Er hatte beide verloren.
Aber Navarro war noch da, zog sorglos durchs Land und verübte zweifellos weitere Gräueltaten, verursachte Schmerz und Leid, wohin er auch kam.
Ein Monster auf freiem Fuß.
Anfangs war es Corliss selbst unbegreiflich, warum er überlebt hatte. Es war ihm unbegreiflich, warum er an dem Kugelhagel, der seinen Körper zerfetzt hatte, nicht gestorben war. Nachdem er aus dem Krankenhaus entlassen worden war, hatte er daran gedacht, seinem Leben selbst ein Ende zu machen, um im Jenseits wieder mit seinen Mädchen vereint zu sein. Er hatte dauernd darüber nachgedacht, und ein paarmal war er kurz davor gewesen, es zu tun. Aber eines Tages begriff er.

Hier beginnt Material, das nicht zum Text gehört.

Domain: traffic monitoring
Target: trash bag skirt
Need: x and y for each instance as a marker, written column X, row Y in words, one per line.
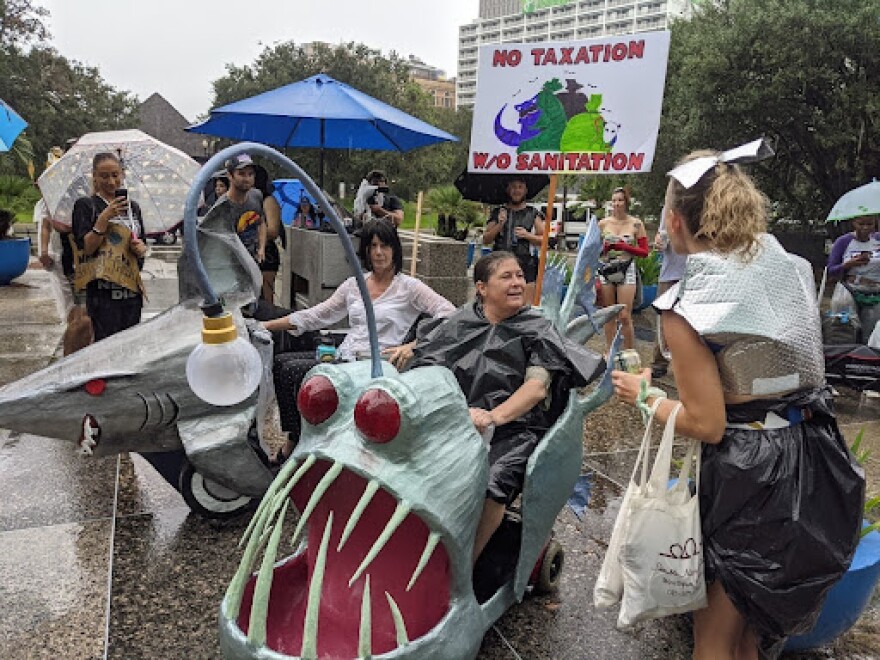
column 781, row 514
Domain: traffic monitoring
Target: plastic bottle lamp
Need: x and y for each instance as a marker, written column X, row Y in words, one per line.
column 224, row 369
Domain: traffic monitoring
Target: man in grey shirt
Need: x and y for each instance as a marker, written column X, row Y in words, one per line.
column 670, row 273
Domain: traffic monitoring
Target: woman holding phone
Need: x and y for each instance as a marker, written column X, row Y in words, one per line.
column 107, row 227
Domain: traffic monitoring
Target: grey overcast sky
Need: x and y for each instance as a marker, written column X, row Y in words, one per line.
column 178, row 47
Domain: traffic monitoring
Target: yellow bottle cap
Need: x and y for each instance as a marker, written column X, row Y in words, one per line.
column 218, row 329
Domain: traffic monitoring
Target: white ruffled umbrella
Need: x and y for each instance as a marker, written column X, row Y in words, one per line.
column 157, row 176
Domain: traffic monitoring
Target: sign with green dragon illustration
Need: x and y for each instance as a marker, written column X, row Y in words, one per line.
column 585, row 106
column 530, row 6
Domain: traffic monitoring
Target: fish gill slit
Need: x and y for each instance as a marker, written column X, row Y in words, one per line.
column 146, row 411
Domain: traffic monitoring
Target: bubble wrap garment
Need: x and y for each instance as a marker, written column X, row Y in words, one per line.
column 759, row 318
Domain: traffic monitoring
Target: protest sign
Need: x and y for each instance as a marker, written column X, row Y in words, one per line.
column 588, row 106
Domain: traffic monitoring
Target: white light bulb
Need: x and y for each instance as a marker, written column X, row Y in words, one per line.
column 224, row 373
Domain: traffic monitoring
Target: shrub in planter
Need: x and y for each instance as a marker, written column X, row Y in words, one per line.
column 649, row 273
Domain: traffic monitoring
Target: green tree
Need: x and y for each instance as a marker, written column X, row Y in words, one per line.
column 801, row 72
column 21, row 23
column 60, row 98
column 386, row 78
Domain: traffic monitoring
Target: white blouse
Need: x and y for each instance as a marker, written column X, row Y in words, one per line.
column 396, row 310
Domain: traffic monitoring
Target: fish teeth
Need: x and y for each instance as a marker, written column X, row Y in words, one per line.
column 309, row 649
column 318, row 493
column 366, row 630
column 430, row 544
column 355, row 516
column 260, row 603
column 400, row 513
column 399, row 623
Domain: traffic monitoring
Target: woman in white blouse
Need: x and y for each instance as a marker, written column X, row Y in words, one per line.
column 398, row 300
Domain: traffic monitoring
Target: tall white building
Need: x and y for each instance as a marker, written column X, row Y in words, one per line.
column 579, row 19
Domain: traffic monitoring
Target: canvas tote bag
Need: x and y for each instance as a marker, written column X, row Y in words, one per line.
column 609, row 585
column 661, row 554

Ihm wurde klar, dass er aus einem bestimmten Grund verschont geblieben war.
Er erkannte, dass er überlebt hatte, um zu tun, was getan werden musste.
Um das Monster zur Strecke zu bringen.
Um dafür zu sorgen, dass das Böse ausgelöscht wurde.
Um dafür zu sorgen, dass dieser Mann für seine Taten bezahlte.
Und jetzt, in diesem Augenblick, schien es, als gebe es eine Chance, dass das Monster endlich aus seinem Versteck kam. Nicht nur das – es war hier, hier in Amerika. In Kalifornien.
In Reichweite.
Corliss’ Arm senkte sich auf die Couch, das leere Whiskyglas entglitt seinen Fingern und rollte in die Polster. Und während er in Schlaf sank, klammerte er sich an einen Gedanken: Wenn das Monster je gefasst würde, wäre er derjenige, der ihm die Kehle aufschlitzen und zusehen würde, wie es seine letzten Atemzüge tat und starb, ganz langsam.
Hasta la vista,
Wichser.
Kapitel 49
Auf der polierten Holzveranda des Poolhauses mit Gipsverputz und Terrakottakacheln war das Monster damit beschäftigt, in den Tiefen seines Bewusstseins nach Antworten zu suchen.
Der Tag war nicht gut gelaufen.
Er hatte einen seiner Männer verloren. Von der Zielperson fehlte jede Spur. Und er sah keinen geraden Weg, der ihn zu seinem Ziel führte.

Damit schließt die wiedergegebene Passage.